Video Workshop Reflective

Video Workshop Reflective

Yesterday was the first technical workshop of the block – video with Kate. We were required in groups to shoot and edit a short video featuring “matching graphical cuts”, e.g. the circular part of an eye fading out to a moon in a sky. The shape, form or colour matches between shots and creates a tangible link between otherwise unrelated scenes.

A short storyboard.

One of the biggest difficulties was space and technology. Due to booking issues, we were in a very small edit suite with macs (my burning hatred for apple macs is stoked every single time I sit down at one of their shiny emotionless screens). Our mac was so confused we ended up working on Kate’s laptop.

If I were to take this further on my own, I can rest easy in the knowledge that I might have room to edit properly once there’s not a whole workshop in the room.

Here is the finished video. I have made this private, but just ask me if you’d really like to see it.

What was I pleased with? The group work went smoothly on this one. We had a good time, and everyone got their respective shots onto Google Drive and shared them with me. Importing the shots was probably the hardest thing because it needed so much collating.

I’m happy with this video as a whole. The shot passing the notebook across the table was edited very smoothly.; I feel like we hit the brief exactly with it. Kate seemed over the moon too!

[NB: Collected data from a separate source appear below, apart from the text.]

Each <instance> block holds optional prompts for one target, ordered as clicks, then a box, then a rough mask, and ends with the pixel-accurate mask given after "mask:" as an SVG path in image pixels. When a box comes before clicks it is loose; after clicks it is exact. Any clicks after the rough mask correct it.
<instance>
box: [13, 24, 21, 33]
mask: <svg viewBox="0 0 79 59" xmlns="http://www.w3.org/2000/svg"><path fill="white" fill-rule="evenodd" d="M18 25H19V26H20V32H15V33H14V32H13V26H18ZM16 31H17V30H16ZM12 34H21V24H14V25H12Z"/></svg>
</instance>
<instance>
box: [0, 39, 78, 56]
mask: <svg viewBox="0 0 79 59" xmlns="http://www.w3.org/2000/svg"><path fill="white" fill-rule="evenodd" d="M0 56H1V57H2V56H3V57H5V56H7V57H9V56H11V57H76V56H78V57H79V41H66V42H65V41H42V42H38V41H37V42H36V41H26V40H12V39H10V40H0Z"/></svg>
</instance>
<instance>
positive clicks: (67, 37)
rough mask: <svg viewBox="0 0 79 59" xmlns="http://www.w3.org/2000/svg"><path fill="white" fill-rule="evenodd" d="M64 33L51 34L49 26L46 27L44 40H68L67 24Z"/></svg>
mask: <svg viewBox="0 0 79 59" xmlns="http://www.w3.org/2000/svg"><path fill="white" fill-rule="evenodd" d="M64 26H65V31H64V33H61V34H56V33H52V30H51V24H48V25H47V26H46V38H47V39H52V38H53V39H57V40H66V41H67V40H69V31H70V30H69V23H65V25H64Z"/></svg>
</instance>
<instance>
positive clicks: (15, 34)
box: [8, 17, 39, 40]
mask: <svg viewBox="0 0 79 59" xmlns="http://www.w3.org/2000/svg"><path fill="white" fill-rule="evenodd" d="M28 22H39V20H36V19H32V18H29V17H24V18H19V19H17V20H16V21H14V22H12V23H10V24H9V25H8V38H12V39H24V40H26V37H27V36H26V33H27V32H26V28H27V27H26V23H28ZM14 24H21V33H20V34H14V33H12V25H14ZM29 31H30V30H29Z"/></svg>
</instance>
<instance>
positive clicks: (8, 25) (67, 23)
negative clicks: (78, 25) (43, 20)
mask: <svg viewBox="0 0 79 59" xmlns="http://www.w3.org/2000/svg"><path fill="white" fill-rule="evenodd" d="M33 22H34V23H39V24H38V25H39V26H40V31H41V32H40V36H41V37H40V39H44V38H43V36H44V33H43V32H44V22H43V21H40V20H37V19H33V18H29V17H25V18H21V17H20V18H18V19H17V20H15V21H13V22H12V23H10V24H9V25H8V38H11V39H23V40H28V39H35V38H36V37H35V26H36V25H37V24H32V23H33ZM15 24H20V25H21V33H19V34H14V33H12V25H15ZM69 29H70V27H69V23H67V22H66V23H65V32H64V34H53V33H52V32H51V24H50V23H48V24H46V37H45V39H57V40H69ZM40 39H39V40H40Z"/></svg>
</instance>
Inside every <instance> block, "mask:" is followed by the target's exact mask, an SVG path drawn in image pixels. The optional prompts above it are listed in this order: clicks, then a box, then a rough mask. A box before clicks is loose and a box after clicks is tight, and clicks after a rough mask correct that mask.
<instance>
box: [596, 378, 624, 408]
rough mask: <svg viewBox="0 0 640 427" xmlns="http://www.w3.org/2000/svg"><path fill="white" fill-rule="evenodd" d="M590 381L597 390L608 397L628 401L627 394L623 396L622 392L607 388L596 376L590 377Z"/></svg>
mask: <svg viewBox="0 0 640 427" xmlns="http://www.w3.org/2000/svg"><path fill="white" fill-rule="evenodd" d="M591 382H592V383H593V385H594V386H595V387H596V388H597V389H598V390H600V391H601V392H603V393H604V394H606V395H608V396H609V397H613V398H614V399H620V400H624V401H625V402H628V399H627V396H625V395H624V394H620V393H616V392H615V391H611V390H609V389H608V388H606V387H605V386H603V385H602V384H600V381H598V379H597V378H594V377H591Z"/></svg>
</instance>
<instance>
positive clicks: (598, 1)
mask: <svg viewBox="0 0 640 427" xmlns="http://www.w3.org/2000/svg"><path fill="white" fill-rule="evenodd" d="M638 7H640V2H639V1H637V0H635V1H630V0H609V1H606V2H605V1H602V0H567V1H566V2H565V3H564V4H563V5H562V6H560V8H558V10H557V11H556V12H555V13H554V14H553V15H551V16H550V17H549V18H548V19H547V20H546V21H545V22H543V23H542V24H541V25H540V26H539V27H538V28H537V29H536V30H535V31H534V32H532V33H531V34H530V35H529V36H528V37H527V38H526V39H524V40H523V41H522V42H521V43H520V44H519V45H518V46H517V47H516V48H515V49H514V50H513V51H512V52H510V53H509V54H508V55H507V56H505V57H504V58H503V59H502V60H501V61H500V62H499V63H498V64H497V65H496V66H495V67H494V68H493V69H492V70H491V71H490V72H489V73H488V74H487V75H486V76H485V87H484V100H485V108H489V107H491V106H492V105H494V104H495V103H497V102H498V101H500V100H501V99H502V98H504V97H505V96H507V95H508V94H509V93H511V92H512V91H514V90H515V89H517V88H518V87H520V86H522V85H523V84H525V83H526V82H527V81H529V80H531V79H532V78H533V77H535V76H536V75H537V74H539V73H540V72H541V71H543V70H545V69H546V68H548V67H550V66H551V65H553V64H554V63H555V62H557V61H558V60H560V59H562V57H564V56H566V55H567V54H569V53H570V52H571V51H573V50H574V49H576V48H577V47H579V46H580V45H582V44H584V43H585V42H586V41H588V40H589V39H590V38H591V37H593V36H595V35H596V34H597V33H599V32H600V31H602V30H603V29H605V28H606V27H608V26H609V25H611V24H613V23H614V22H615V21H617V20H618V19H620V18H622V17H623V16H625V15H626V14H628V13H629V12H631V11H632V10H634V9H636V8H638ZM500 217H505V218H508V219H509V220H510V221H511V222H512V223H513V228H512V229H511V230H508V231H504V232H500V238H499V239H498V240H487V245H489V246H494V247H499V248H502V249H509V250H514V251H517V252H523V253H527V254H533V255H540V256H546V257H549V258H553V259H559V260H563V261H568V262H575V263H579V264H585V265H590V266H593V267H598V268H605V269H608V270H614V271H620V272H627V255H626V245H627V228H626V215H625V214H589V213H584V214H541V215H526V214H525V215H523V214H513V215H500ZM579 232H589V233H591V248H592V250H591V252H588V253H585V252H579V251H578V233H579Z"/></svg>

What would I improve? In terms of the video, I’d ideally shorten the length of time the screen is entirely white (between the paper and the sky). It gets a little arduous watching that, and loses some of its energy.

Where can I take this? If I’d had a little more time in the edit suite alone, I could have played with PremierPro for quite a long time. I’ll need to think of a small project or something, just so I have something to edit.

I could talk to Kate or Louise about the possibility of animating over a video on some kind of transparent layer. Think Who Framed Roger Rabbit. I’m not sure whether I’d be using Adobe Animate or Premier Pro or what there.

The Unconventional Body Reflective

The Unconventional Body Reflective

The first half of the morning – dressing the mannequin – I have to admit I really didn’t enjoy.

Despite the fact that we took essentially a whole day out to gather materials, Martha and I didn’t have anything to create really striking shapes. Martha ended up constructing cool shoulder-pad things out of cardboard, but I just couldn’t get myself passionate about it.

Our finished mannequin. I liked the tape, but the morning was too stressful to really enjoy.
Some of our other collected objects.
There was a smaller mannequin I might well have enjoyed working on. I didn’t really get the chance to experiment for myself because of course it was a teamwork project.
The fold-out sketchbook I’ve since compiled in my normal sketchbook. The quality isn’t great, but it’s all in my sketchbook so I feel the reflective doesn’t suffer too much.

The drawing element during the second half of the day lifted my mood considerably. I finally got a real look inside my Artway box (I go NUTS over new art supplies!). I really enjoy fast-paced drawing because I know it’s good for me, even though I rarely practice it on my own. I feel like the course making me do drawing exercises is the equivalent to my mum forcing me to eat vegetables just to get something nutritious in me.

What could I have improved? I could have bought something huge to create an initial shape on my mannequin. It would have saved time and energy. It was bad luck that we live in halls and were the first group doing it, as every other group had free use of all our bought materials as well.

I feel like I didn’t work particularly well with Martha. We were both in a weird headspace that day and neither of us were talkative, but I felt like neither of us were confident enough with our own ideas to really make a statement on the final mannequin. There wasn’t any bad vibes, just a stressful and uninspired morning.

How will I take it further? I probably won’t work on full size mannequins again. I will use the drawing techniques to work quickly, and the paper collaging element – especially on the human body – helps me produce ideas in a freer sense.